Il cammino degli estensi, dopo il totale “no contest” del playoff regionale contro Young Santarcangelo e Medicina Fossatone, è pronto a sconfinare l’Emilia Romagna per l’intricantissima fase nazionale, impostata sul doppio turno tra semifinali e finale. Prima l’Abruzzo contro la Santegidiese, poi l’eventuale tappa toscana o laziale, in base a chi si qualificherà all’atto conclusivo tra Grassina e Polisportiva Monti Prenestini. Inediti su inediti, ma anche partite ricche di ulteriori vibrazioni, belle da vivere nonché decisive per il futuro di un club che non può permettersi di ripartire ancora dall’Eccellenza. Il valore delle prossime avversarie è tutto da scoprire, anche se i più attenti osservatori parlano di livello che andrà ad alzarsi, come normale che sia. È altresì comunemente riconosciuto il ruolo di favorita per l’Ars et Labor, oggi vera corazzata capace di colpire e di non subire, sospinta da un pubblico che nessun’altra contendente avrà dalla propria.

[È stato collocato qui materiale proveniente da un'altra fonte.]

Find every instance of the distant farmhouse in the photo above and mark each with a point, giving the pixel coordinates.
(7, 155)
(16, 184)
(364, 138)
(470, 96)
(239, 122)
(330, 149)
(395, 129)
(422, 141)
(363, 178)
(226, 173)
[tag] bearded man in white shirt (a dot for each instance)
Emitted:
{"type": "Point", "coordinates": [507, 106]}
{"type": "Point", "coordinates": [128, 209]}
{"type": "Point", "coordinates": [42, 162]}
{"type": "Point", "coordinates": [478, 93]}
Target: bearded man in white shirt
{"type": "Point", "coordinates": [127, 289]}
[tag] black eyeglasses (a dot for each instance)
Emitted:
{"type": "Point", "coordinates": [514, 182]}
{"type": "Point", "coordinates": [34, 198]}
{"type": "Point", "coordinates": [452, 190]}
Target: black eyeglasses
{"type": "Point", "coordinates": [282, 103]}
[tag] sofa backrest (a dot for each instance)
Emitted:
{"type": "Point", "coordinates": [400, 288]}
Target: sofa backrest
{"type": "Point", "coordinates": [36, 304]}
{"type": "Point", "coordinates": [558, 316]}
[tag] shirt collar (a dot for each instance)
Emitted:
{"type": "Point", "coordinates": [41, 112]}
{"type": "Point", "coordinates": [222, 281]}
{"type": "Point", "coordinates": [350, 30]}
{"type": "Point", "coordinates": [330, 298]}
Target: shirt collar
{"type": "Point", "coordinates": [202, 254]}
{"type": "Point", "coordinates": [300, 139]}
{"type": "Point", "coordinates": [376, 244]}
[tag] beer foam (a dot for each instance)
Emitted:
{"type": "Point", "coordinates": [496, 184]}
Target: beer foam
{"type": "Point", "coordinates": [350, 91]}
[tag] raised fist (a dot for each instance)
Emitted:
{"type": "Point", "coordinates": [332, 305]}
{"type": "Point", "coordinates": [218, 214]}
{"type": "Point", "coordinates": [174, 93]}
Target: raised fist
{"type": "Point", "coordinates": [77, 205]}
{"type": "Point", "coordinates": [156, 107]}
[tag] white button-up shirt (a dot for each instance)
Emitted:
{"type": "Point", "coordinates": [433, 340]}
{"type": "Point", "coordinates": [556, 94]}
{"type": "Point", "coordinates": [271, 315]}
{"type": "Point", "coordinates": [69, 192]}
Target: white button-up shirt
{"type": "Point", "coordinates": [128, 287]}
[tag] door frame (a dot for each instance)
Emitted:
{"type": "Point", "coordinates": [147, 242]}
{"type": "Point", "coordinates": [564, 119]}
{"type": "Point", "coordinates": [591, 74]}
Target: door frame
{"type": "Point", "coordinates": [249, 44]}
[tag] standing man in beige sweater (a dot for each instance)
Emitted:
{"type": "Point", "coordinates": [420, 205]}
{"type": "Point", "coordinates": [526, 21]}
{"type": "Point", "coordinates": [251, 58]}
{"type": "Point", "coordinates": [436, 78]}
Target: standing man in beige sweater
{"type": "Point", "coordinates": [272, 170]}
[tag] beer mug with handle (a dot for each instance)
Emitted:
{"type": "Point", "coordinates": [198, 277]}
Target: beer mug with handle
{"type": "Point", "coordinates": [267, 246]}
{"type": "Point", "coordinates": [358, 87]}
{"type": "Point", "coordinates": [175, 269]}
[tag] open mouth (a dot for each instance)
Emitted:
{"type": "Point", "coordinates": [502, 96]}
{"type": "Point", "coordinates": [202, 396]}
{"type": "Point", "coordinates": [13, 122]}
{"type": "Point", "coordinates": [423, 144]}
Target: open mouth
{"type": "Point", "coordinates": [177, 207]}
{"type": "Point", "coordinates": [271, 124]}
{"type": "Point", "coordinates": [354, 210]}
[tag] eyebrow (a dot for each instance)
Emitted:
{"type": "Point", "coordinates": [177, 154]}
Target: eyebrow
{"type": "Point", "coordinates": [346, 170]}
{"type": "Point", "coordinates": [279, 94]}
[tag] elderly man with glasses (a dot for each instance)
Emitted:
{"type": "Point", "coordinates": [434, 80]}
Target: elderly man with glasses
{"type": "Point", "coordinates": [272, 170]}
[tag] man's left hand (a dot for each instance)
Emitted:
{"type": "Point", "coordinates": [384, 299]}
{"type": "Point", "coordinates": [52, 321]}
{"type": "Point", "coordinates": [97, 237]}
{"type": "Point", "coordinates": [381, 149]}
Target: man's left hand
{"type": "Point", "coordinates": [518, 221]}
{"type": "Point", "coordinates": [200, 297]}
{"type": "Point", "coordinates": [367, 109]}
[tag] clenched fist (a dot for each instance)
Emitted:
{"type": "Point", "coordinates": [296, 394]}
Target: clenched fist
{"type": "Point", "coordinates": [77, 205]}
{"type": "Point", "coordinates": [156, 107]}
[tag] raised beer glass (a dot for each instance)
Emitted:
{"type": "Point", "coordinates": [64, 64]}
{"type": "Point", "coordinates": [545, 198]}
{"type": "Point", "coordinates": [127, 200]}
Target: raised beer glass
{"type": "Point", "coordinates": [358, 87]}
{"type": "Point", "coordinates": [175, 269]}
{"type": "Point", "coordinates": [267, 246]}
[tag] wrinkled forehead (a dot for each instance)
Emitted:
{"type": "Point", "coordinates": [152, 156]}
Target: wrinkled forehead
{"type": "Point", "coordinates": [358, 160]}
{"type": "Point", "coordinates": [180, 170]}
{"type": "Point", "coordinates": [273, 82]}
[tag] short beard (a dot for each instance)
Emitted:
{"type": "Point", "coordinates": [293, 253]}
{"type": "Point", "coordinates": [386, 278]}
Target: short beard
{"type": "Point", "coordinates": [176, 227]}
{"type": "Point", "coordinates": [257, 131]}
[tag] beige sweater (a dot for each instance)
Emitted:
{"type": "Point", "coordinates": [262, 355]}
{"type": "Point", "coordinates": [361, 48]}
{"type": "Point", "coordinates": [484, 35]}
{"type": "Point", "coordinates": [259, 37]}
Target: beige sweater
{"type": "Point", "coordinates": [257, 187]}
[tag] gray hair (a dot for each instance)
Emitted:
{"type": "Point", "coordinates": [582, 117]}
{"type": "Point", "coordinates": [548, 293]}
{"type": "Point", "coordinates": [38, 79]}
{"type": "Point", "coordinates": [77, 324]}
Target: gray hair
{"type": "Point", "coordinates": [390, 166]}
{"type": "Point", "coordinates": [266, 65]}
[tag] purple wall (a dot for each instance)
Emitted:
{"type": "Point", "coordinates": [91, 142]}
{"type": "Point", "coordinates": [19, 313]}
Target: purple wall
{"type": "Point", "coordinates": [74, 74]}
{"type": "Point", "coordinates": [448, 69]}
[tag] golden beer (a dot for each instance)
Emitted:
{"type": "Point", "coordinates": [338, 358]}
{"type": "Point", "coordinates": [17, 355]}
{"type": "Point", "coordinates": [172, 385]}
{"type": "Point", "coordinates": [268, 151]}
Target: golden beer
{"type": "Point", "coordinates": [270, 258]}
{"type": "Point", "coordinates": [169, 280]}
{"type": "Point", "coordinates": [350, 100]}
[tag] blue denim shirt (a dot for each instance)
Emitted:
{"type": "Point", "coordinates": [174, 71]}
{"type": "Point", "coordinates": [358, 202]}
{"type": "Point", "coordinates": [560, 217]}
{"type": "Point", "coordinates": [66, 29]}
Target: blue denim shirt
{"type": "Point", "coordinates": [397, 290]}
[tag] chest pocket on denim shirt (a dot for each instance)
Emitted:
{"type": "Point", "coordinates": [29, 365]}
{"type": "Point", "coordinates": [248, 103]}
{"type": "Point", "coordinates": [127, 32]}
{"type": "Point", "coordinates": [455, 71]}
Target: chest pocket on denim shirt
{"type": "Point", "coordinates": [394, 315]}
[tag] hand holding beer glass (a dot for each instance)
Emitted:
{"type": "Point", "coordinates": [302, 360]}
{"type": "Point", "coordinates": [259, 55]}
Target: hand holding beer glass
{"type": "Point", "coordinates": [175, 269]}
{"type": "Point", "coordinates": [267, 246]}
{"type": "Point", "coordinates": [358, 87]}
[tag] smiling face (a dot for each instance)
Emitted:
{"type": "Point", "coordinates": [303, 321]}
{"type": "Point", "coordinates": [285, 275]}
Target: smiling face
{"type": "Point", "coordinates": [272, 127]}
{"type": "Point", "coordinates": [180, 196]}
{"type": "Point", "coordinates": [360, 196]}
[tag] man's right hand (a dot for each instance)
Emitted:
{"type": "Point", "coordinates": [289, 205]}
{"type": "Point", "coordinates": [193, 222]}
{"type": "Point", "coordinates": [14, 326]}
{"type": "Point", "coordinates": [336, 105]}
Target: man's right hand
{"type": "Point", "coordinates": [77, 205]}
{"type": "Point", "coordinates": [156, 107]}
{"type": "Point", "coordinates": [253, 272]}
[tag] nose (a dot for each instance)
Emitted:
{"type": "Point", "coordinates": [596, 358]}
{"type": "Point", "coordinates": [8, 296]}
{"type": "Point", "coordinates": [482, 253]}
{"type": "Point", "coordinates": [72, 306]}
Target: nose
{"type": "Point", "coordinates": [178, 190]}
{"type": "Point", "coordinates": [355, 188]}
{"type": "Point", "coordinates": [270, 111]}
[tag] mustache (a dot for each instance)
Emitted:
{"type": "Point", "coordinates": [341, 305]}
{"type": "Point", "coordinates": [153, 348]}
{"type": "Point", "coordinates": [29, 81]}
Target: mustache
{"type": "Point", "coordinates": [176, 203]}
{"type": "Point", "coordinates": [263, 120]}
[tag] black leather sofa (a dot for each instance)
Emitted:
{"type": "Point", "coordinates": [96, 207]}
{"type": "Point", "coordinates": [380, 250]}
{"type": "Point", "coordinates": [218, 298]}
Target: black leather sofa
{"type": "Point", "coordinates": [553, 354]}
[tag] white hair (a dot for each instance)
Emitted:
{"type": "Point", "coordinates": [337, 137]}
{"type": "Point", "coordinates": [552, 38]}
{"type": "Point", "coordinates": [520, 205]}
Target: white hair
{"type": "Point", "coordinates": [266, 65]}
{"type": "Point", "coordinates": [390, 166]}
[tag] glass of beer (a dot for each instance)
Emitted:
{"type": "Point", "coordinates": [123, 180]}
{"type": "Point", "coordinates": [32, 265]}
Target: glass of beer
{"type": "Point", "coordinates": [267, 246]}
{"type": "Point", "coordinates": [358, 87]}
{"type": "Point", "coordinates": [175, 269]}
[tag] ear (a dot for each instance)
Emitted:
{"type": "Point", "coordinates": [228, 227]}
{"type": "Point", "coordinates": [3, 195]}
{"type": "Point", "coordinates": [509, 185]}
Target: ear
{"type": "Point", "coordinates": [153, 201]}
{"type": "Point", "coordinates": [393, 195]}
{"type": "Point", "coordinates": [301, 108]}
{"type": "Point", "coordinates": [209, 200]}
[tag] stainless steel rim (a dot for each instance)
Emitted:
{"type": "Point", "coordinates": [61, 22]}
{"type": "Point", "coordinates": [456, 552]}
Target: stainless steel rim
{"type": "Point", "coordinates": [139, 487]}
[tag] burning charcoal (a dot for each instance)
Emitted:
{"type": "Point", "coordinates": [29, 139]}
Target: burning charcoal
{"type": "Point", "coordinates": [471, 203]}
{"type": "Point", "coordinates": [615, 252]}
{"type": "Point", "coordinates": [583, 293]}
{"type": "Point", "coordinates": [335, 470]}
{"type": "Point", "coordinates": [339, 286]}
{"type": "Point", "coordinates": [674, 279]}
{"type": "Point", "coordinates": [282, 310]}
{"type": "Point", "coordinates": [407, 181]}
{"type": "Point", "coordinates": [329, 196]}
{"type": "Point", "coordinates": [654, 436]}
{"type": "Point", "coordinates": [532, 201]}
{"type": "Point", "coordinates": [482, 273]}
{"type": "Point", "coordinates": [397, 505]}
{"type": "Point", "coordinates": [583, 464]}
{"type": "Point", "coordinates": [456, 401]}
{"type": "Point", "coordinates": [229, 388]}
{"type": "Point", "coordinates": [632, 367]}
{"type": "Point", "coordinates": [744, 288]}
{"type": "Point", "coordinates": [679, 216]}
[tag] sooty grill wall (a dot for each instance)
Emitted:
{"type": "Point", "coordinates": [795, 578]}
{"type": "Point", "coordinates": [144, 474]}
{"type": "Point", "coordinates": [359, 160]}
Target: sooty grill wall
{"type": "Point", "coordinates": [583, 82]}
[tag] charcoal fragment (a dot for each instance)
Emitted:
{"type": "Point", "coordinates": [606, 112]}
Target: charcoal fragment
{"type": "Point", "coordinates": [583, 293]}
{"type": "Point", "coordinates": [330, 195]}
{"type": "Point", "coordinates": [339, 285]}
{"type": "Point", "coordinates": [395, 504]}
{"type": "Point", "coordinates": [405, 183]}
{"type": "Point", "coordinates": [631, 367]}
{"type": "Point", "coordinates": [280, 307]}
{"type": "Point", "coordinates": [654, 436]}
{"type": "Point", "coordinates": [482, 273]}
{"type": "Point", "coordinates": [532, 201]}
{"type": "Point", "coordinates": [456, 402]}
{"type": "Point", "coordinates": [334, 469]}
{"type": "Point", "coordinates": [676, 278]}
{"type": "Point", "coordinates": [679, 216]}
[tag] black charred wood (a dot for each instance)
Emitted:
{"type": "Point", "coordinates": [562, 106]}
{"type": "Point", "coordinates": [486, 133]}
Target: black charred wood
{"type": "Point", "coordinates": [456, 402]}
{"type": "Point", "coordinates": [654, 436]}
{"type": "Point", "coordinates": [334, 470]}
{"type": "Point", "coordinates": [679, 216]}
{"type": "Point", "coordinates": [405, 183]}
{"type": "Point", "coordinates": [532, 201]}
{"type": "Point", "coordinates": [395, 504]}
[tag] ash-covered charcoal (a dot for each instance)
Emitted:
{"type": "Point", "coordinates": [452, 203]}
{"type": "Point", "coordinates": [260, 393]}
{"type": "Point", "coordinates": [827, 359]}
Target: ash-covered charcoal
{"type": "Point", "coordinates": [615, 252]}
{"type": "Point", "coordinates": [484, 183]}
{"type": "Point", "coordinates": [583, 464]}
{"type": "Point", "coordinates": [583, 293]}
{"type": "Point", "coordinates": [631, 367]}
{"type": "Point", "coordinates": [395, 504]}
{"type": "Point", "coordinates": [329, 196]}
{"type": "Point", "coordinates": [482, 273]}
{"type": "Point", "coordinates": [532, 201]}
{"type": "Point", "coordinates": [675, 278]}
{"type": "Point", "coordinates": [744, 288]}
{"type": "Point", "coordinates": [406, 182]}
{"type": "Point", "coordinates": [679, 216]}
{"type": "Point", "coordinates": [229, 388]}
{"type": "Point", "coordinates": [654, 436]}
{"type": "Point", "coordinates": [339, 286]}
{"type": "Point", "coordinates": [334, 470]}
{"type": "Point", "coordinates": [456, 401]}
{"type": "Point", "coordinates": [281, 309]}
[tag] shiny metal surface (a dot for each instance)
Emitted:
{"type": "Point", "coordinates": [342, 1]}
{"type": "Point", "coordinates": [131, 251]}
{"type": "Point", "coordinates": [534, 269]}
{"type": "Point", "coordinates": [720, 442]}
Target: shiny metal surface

Infortuni e allenamenti a porte aperte

Dall’ultima domenica del “Mazza” l’unica nota stonata è arrivata dall’infortunio muscolare di Senigagliesi, valutabile in queste ore con la sensazione che non si sia trattato di nulla di estremamente grave, ma nemmeno di qualcosa da semplice risoluzione in pochi giorni: l’ecografia di controllo sarà effettuata oggi. Anche Carbonaro – che però è ok – necessiterà di un po’ di gestione muscolare dalla ripresa degli allenamenti di oggi pomeriggio, a porte aperte (dalle 16) così come domani e giovedì. Restando sul fronte offensivo, un discreto minutaggio nelle gambe l’hanno messo sia Barazzetta che Moretti, ossia i due principali candidati all’eventuale sostituzione dell’ala bionda fuori categoria.

Cosa serve per la finale

Per il resto è stata la solita Ars et Labor. Corta tra le linee, concentrata, feroce nei duelli, sicura nella fase di non possesso e abbastanza precisa in costruzione, anche grazie alla doppia regia centrale di Dall’Ara e Mazza. La spina biancazzurra continua a rimanere infilata nella presa della corrente, quando siamo entrati nel momento più importante della stagione. Energia e concentrazione dunque, con il piccolo campanello d’allarme suonato sui tanti giocatori colpiti da crampi e affaticamenti nella coda del match con il Medicina. Fattore da tenere in considerazione, ora che le temperature diventeranno sempre più bollenti: anche perché l’eventuale doppia finale playoff è calendarizzata tra il 7 e il 14 giugno. Continuare a limare ogni dettaglio sarà essenziale, per dare ancora più propulsione a una squadra che ha imparato a conoscersi e che sta mostrando di voler continuare il viaggio a tappe. Ritmo, convinzione e capacità di andare oltre qualsiasi ostacolo: solo così si potrà tagliare il traguardo extra regionale davanti a tutti.